El expresidente del Parlament balear había sido citado a declarar como investigado por un presunto delito de injurias graves -e incluso por delito de odio- contra el diputado de Vox, Jorge Campos. Dentro de la sala su letrado dijo que no se le había notificado convenientemente intentado forzar la anulación del procedimiento. Sin embargo, el tiro le salió por la culata.

El letrado del investigado, Josep Rossell —vinculado a la plataforma catalana Acció Cassandra—, alegó sorpresivamente al inicio de la comparecencia que no se les había notificado formalmente la querella y que la citación se había producido por vía telefónica.

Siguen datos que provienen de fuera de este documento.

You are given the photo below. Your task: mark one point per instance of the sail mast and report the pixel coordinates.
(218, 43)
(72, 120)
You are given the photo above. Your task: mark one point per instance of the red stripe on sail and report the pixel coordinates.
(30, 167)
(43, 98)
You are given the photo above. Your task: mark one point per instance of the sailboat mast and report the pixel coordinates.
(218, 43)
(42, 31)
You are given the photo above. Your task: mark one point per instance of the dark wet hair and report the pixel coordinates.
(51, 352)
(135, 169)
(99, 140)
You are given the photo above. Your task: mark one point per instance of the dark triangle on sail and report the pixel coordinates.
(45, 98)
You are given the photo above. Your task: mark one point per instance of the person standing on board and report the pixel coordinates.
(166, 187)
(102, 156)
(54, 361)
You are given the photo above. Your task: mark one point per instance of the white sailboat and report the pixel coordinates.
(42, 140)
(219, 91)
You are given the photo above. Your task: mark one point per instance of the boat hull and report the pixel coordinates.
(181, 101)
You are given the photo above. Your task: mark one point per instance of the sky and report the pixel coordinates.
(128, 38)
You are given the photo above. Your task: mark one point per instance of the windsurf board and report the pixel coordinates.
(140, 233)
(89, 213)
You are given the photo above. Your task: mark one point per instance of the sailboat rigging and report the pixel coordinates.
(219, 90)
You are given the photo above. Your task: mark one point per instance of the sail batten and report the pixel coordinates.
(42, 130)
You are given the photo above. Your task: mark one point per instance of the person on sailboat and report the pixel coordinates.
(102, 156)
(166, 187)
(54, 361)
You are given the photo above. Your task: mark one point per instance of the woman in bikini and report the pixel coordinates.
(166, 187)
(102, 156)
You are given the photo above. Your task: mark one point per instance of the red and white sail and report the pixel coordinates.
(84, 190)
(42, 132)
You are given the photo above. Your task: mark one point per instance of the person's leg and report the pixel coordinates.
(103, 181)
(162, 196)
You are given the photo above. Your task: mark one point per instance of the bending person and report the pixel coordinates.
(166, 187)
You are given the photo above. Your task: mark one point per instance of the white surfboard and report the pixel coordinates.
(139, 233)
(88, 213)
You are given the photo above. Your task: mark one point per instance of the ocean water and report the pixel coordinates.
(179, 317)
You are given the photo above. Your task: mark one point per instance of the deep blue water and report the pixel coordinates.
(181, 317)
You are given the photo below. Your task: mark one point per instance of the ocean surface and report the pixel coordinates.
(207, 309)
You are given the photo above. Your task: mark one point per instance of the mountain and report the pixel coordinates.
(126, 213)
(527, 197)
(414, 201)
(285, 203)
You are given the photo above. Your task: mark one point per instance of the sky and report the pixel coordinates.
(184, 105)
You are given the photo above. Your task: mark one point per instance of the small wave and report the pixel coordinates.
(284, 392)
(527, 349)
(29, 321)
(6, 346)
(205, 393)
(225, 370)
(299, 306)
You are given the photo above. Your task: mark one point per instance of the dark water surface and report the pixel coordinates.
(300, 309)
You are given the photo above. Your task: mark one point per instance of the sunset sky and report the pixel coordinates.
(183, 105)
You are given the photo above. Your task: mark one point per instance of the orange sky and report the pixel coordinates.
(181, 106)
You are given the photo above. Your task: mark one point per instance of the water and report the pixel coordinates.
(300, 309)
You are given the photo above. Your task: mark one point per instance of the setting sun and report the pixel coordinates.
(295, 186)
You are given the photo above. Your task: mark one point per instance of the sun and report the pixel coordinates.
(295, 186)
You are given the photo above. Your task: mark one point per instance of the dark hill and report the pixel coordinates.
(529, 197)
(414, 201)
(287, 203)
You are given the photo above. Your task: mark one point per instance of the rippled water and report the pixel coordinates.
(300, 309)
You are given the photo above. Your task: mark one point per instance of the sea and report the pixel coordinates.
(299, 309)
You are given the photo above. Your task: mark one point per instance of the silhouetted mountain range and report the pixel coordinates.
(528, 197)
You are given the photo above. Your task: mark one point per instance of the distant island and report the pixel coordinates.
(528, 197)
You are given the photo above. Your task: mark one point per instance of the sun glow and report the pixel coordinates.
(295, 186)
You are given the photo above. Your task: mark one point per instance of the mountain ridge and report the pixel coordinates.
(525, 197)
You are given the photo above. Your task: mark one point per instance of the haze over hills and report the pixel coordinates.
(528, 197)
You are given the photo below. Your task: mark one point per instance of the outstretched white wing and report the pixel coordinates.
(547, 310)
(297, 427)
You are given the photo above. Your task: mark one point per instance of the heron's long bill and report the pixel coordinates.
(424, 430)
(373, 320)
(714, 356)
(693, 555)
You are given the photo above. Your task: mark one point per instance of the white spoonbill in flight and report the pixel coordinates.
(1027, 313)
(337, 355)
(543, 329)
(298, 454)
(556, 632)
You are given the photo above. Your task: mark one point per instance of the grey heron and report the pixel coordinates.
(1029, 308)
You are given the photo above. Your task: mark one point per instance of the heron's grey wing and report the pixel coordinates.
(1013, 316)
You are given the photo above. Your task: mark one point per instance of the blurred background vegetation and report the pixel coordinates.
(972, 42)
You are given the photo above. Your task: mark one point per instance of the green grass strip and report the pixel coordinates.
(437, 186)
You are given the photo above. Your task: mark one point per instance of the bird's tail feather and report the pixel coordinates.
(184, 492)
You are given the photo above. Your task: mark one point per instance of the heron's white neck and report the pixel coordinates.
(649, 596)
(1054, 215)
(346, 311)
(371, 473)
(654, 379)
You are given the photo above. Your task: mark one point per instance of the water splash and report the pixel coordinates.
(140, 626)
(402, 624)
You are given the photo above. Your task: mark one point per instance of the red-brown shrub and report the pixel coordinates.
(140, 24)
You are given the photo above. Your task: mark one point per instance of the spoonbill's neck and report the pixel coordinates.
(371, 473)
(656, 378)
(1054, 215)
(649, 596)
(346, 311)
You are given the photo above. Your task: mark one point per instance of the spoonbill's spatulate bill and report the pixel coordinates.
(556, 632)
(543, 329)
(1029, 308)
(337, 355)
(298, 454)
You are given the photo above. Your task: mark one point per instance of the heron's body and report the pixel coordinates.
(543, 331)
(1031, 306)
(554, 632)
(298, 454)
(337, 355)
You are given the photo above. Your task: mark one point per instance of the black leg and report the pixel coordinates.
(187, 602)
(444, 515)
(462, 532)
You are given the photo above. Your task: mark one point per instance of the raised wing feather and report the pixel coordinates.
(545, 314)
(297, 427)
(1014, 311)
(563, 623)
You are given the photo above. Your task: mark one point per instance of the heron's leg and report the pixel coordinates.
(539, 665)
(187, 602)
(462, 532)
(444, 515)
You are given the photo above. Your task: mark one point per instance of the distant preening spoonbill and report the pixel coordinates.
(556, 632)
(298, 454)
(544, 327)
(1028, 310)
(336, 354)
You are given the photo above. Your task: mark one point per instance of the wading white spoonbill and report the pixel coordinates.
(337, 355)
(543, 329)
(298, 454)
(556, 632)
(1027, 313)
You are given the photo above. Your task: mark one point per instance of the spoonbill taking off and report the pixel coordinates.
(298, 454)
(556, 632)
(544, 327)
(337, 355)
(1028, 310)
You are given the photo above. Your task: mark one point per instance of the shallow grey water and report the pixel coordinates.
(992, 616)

Según confirman fuentes jurídicas a El Debate, Balti fue citado «vía sms» e incluso llegó a hablar por teléfono con los funcionarios de justicia. La acusación particular, ejercida por el abogado Eduardo Luna, no se opuso a la suspensión de la declaración, pero instantes después se procedió a la notificación inmediata en sede judicial y el titular del juzgado fijó una nueva citación de urgencia para la próxima semana. De esta forma, la tregua judicial para Picornell quedó así reducida a apenas cinco días.

Presión independentista

La comparecencia se desarrolló bajo un clima de expectación que el propio independentismo había alimentado durante días, llamando a la movilización para arropar a Balti a las puertas de los juzgados de Vía Alemania de Palma. Picornell irrumpió en las instalaciones judiciales con su camiseta catalanista y justificó su conducta -el insulto al diputado Jorge Campos- ante los medios asegurando que la publicación era «una broma» en «tono humorístico».

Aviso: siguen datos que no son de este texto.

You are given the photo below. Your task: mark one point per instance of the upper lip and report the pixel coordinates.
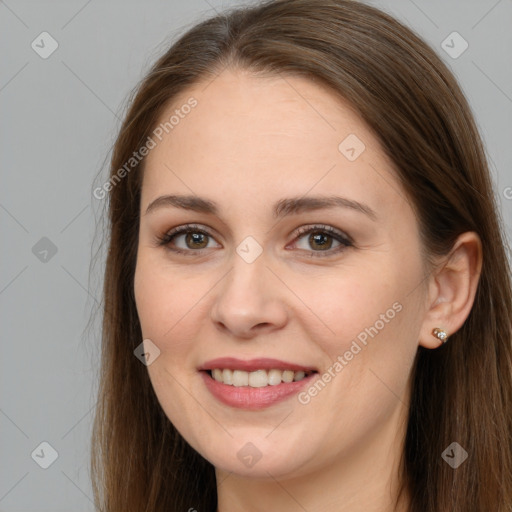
(261, 363)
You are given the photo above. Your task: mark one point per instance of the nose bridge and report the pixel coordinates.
(248, 300)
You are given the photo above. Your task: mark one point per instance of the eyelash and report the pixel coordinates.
(345, 241)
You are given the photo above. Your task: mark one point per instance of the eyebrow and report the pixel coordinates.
(282, 208)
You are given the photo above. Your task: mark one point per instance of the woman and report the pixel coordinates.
(307, 297)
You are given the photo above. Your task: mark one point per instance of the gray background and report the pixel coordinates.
(59, 118)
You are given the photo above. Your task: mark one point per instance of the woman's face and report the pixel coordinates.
(277, 275)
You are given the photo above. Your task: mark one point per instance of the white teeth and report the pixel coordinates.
(258, 378)
(227, 377)
(240, 378)
(274, 377)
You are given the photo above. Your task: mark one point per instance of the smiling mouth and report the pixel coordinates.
(258, 378)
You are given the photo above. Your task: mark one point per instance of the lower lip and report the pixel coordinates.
(245, 397)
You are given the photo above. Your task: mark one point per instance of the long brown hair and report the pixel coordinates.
(460, 392)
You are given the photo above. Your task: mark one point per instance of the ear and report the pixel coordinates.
(451, 289)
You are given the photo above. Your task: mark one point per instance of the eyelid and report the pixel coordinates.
(341, 237)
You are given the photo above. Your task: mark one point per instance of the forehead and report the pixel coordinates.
(265, 137)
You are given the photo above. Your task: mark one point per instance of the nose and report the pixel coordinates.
(250, 300)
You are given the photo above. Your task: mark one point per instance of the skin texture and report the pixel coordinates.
(250, 142)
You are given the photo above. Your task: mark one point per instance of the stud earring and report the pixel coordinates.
(440, 334)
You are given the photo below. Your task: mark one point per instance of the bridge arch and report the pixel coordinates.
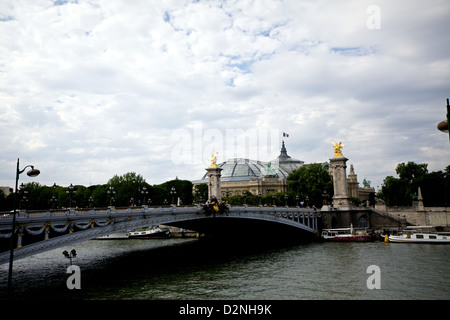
(72, 226)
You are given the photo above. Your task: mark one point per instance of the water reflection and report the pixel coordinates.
(192, 269)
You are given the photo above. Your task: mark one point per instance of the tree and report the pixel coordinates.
(311, 183)
(402, 191)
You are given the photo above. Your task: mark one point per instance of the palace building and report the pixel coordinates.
(258, 177)
(263, 178)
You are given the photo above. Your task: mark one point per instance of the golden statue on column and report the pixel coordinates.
(338, 149)
(213, 160)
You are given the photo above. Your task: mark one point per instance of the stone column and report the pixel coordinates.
(214, 188)
(337, 167)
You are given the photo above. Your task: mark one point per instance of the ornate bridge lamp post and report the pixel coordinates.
(23, 199)
(444, 126)
(53, 200)
(144, 193)
(111, 193)
(173, 193)
(71, 192)
(31, 173)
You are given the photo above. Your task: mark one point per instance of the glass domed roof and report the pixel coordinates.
(245, 169)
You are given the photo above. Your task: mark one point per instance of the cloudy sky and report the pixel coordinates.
(90, 89)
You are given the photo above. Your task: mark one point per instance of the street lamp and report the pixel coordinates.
(70, 255)
(173, 192)
(444, 126)
(70, 192)
(31, 173)
(111, 193)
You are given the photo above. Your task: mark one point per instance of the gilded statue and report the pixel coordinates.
(213, 160)
(338, 149)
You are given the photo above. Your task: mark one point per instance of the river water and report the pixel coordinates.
(188, 269)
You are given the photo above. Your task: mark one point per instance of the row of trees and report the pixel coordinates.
(308, 186)
(128, 189)
(402, 191)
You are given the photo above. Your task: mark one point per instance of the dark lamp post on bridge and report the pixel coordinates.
(173, 193)
(72, 254)
(444, 126)
(31, 173)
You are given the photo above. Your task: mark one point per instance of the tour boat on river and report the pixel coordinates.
(347, 235)
(150, 233)
(419, 234)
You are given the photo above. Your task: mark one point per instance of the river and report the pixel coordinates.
(174, 269)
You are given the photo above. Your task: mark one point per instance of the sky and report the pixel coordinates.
(91, 89)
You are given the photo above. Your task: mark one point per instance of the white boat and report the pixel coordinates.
(150, 233)
(115, 236)
(347, 235)
(420, 234)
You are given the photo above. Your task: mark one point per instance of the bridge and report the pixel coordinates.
(40, 231)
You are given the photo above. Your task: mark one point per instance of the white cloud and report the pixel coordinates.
(90, 89)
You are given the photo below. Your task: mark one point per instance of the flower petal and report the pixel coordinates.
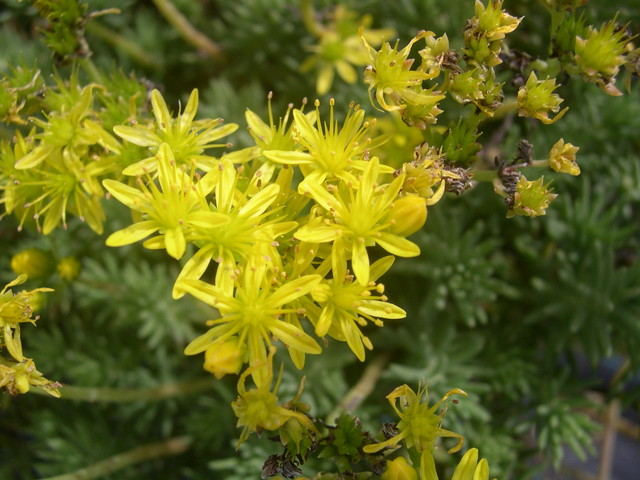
(174, 242)
(132, 233)
(139, 135)
(293, 289)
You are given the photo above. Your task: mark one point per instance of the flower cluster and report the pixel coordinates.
(339, 48)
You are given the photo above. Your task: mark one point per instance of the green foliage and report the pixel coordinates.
(501, 308)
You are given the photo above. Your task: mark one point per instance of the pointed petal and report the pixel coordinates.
(204, 341)
(138, 135)
(293, 289)
(428, 466)
(380, 267)
(353, 335)
(360, 261)
(175, 242)
(34, 158)
(214, 134)
(160, 110)
(260, 202)
(131, 197)
(132, 233)
(192, 270)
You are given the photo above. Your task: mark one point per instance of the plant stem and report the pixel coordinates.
(188, 31)
(122, 43)
(173, 446)
(362, 389)
(99, 394)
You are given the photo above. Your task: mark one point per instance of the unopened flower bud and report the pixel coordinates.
(68, 268)
(536, 99)
(33, 262)
(399, 469)
(531, 199)
(223, 358)
(562, 158)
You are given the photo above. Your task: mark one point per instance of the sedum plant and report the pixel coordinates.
(269, 258)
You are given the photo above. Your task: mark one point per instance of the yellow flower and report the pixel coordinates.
(562, 158)
(258, 409)
(19, 377)
(68, 268)
(59, 174)
(18, 373)
(173, 208)
(360, 221)
(408, 215)
(245, 232)
(536, 99)
(15, 308)
(187, 138)
(492, 22)
(484, 33)
(391, 79)
(32, 262)
(419, 424)
(468, 468)
(339, 48)
(600, 55)
(223, 358)
(348, 305)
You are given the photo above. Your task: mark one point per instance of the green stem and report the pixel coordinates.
(92, 70)
(122, 43)
(99, 394)
(173, 446)
(509, 105)
(188, 31)
(362, 389)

Al salir, y tras comprobar el fracaso de su estrategia de dilatación, cambió radicalmente de discurso para parapetarse bajo el paraguas de la «libertad de expresión». Se justificó alegando que la pintada era visible desde 2023 y que él se había limitado a retratarse frente a ella en 2024. Sin embargo, guardó silencio sobre las burlas que dedicó al caso tras saberse imputado, periodo en el que siguió utilizando la polémica fotografía. De hecho, ayer mismo, después de abandonar los juzgados y alentar el sainete, tuvo tiempo para publicar un nuevo mensaje en X y volver a las andadas: «Buenas tardes y mejor jueves», escribió a las 15:02 h. Todo un gesto de provocación.

La provocación de Balti

En los aledaños de Vía Alemania se contraron el núcleo duro del soberanismo radical de las islas, incluidos activistas de Arran —los cachorros de la CUP— y figuras históricas del activismo lingüístico como Jaume Sastre, el profesor jubilado del IES Llucmajor que protagonizó una huelga de hambre en 2014 contra el decreto de trilingüismo del Gobierno del popular José Ramón Bauzá. «Ni diez personas se concentraron. Había más Policía que manifestantes», observaron fuentes presenciales.

El aval de la cúpula de Més per Mallorca

La movilización contó además con el respaldo político e institucional de la izquierda gubernamental de las islas. Entre los manifestantes se encontraba el líder de Més per Mallorca, Lluís Apesteguia, quien ya había marcado la línea a seguir en las redes sociales, llegando a calificar públicamente a Jorge Campos de «mala persona» y situando a Picornell en el bando «de las buenas».

La anécdota de la jornada fue el tono del abogado de Balti, que dejó boquiabierto al juez cuando dijo que era todo un honor representar al «muy honorable presidente emérito» del Parlamento balear. Hubo risas y resoplidos.